On April 8, 1913 the United States ratified the Seventeenth Amendment to the Constitution, which changed the way a Senator was elected from the legislation of each State electing its own Senator to the people of a State electing a Senator by popular vote. Additionally, it changed the way vacancies were handled. The duty now falls on the shoulders of the Governor (executive authority), whereas it used to come to a vote in the State’s legislature. Though less important than the legalization of a personal income tax, changing the rules of election for Senators has transformed the position from one of being a State’s ambassador to the Union to being a political figure seeking popularity among constituents. This has inspired costly campaigns to win voters’ hearts and has led to legislation favoring the largest donors instead of favoring the State’s interests.

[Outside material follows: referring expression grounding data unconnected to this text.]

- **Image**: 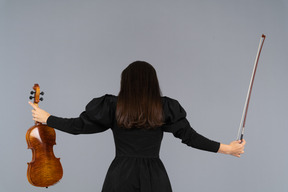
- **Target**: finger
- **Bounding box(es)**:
[28,101,38,109]
[232,152,242,157]
[234,140,242,144]
[234,154,240,158]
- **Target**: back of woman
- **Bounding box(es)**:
[29,61,246,192]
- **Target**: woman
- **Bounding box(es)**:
[29,61,246,192]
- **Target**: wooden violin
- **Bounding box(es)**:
[26,84,63,188]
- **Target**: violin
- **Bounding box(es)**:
[26,84,63,188]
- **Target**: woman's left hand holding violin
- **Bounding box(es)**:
[29,101,51,124]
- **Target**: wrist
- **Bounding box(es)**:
[45,114,51,124]
[218,143,232,155]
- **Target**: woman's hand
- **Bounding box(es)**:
[29,101,51,124]
[218,139,246,157]
[229,139,246,157]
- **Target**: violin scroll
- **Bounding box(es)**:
[29,84,44,105]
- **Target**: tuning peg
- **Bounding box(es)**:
[29,96,34,100]
[40,97,44,101]
[30,91,35,95]
[40,92,44,95]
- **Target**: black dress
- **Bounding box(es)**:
[47,94,220,192]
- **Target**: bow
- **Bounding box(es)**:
[237,34,266,142]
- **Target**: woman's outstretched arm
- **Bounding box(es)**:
[29,100,106,135]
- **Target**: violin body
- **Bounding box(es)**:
[26,84,63,187]
[26,123,63,187]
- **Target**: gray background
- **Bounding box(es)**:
[1,0,287,192]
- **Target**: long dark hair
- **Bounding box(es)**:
[116,61,163,129]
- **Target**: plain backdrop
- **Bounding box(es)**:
[1,0,287,192]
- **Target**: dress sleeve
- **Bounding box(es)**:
[47,94,116,135]
[162,97,220,153]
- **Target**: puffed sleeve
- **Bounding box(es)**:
[47,94,116,135]
[162,97,220,153]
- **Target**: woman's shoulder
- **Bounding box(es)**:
[161,96,187,123]
[90,94,117,103]
[86,94,117,110]
[161,96,182,108]
[102,94,117,102]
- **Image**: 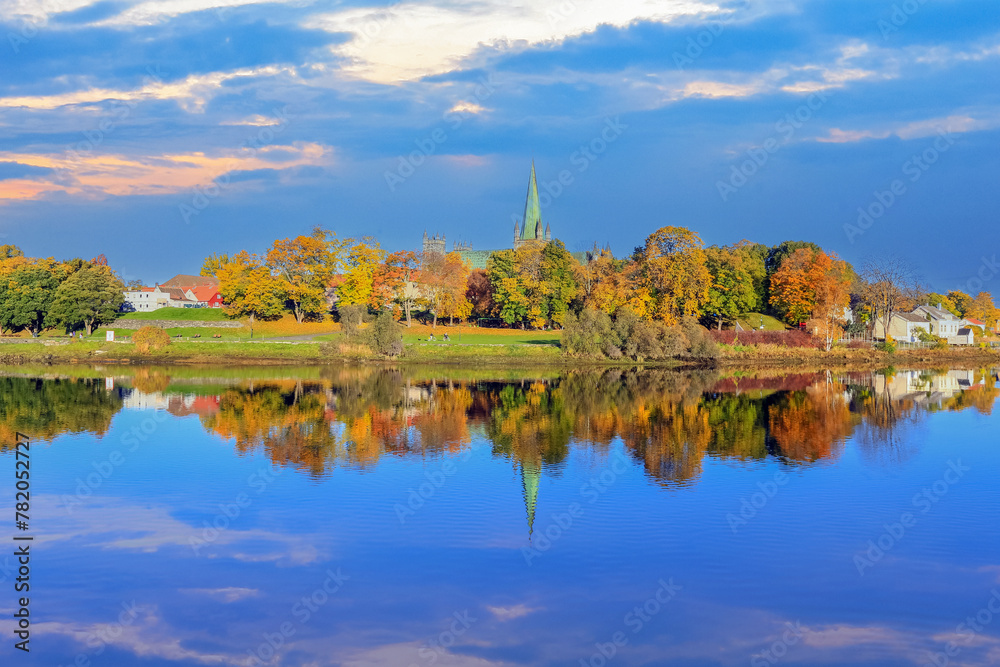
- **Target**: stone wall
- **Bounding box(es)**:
[109,319,242,329]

The Sixteenth Amendment would be more than enough to call 1913 one of the worst years in the history of the United States, but the federal government was not through extracting power from the people. On December 23, 1913, two days before Christmas, Congress enacted the Federal Reserve Act. The Act effectively transferred the constitutional duty of regulating the money supply from the Congress to the Federal Reserve – which would have its Chairman selected by the President. Control of the money supply had been taken from the Legislative branch and given to the Executive branch. Furthermore it allowed one body of seven men autonomous power over the supply of money in the banking system and thus in the economy. Control over the money supply would lead to the Great Depression and almost every boom and bust cycle in the American economy.
Twenty years subsequent to the Federal Reserve Act, Franklin D. Roosevelt made it one of his first orders of business as president to relieve the Federal Reserve of the gold standard. Prior to 1933 United States currency read something along the lines of, “WILL PAY TO THE BEARER ON DEMAND TWENTY DOLLARS.” This amount of value the government promised to pay the bearer is no longer an option. Now United States currency simply reads, “FEDERAL RESERVE NOTE” and it notes that the bill is legal tender, but nowhere does the government offer to acknowledge the currency’s value. This would not be much of a problem if the government was responsible with the creation and supply of money, but that would be too easy. In 2008 the United States federal government spent over $4.5 trillion and had total revenues of just over $2.5 trillion – you do the math. This money they create is not free; we all pay for it through inflation.
The United States government has grown by leaps and bounds over the last century, and the amendments to the Constitution that transpired in 1913 are largely to blame. Perhaps 2013 can be the year that such growth is reversed.